There are still unconfirmed rumours that another senior Labour
politician is among the suspects. The intelligence officer said that a
‘rolling’ Cabinet committee had been set up to work out how to deal with
the potentially ruinous fall-out for both Tony Blair and the government
if arrests occur.”

The allegations are the most serious yet levelled at an
administration that prides itself on the inclusion in its ranks of a
high quota of controversial and flamboyant homosexual men, and whose
First Lady, Cherie Blair, has come under the spotlight for her
indulgence in pagan rituals that resemble Freemasonic rites. Unconfirmed
information also suggests that the term “former Labour Cabinet
minister” is misleading and that the investigation has identified a
surprisingly large number of alleged paedophiles at the highest level of
British government, including one very senior cabinet minister
The Blair government has responded by imposing a comprehensive
blackout on the story, effectively removing it from the domain of public
discussion. Attempts on the part of this journalist to establish why
the British media has not followed up on the revelations have met with a
wall of silence. Editors and journalists of The Times, The Daily
Telegraph, The Guardian, The Independent, The Sunday Times, The
Observer, The Sunday Telegraph, The Daily Mail, The Daily Express, The
Mirror, The Sun, the BBC, Independent Television News and even The
Sunday Herald have refused to discuss the matter.

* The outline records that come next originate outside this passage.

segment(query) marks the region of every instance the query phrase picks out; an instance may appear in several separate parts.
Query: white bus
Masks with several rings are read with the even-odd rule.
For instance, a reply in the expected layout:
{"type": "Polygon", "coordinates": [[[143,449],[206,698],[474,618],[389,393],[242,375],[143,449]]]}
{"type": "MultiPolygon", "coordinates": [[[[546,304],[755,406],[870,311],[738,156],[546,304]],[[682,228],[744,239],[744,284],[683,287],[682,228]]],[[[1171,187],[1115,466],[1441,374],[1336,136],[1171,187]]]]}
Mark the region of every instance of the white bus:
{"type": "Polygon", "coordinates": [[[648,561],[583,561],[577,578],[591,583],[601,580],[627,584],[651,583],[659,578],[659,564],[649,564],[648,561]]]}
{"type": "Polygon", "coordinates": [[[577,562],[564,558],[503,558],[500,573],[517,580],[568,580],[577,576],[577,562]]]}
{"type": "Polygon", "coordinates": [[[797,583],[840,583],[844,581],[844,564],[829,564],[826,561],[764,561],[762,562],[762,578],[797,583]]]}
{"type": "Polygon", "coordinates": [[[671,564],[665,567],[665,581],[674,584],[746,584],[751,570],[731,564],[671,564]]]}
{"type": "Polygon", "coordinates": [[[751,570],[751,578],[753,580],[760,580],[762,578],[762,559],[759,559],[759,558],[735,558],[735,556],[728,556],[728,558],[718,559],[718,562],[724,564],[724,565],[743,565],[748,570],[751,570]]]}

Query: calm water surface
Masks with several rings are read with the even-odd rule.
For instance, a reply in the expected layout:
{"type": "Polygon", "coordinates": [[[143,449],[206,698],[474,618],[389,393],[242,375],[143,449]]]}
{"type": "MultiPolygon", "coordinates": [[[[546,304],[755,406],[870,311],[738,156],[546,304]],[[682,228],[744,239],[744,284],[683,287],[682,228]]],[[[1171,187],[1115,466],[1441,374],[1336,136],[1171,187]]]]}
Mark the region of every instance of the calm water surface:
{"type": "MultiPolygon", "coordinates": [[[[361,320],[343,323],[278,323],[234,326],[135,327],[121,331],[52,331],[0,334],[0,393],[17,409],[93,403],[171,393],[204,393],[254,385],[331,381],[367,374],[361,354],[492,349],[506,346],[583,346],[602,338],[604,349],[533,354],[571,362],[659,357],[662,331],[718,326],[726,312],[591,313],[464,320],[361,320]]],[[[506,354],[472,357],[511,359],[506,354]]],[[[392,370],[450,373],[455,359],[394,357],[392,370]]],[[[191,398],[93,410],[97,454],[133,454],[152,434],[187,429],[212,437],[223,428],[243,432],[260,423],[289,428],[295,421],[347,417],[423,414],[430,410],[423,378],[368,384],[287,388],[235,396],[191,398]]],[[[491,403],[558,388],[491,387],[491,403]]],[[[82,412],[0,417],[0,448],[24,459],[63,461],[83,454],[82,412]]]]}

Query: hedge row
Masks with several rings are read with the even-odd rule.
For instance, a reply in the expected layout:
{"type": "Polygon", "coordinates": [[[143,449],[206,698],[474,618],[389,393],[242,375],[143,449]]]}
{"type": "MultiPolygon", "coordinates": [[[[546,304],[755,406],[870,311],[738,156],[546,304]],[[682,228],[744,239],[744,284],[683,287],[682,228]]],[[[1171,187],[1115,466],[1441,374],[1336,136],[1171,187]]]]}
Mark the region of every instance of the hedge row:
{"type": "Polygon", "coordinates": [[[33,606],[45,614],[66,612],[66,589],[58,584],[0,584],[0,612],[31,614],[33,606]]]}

Speaking from London, freelance journalist Bob Kearley told me:

“Whether or not a D-Notice has been issued is not clear.
But based on some of the feedback I’ve been getting it’s apparent that
editors and media owners have voluntarily agreed not to cover the story
at this time. Operation Ore is still being reported, but not in regard
to government ministers, and it’s taking up very few column inches on
the third or fourth page. Don’t forget that the intelligence services
are involved here, and Blair is anxious to ensure that the scandal does
not rock the boat at a time when the country is about to go to war.”
“You can imagine the effect this would have on the morale of troops
who are about to commit in Iraq. In fact morale is reportedly quite low
anyway, with service personnel throwing their vaccines into the sea en
route to the battlefront and knowing how unpopular the war is with the
British people. And a lot of squaddies I’ve met think there’s something
weird going on between Bush and Blair. If you’re then told that the
executive responsible for the conduct of the war is staffed by
child-molesters … well, then Saddam suddenly looks like the sort of
bloke with whom you can share a few tins [beer].”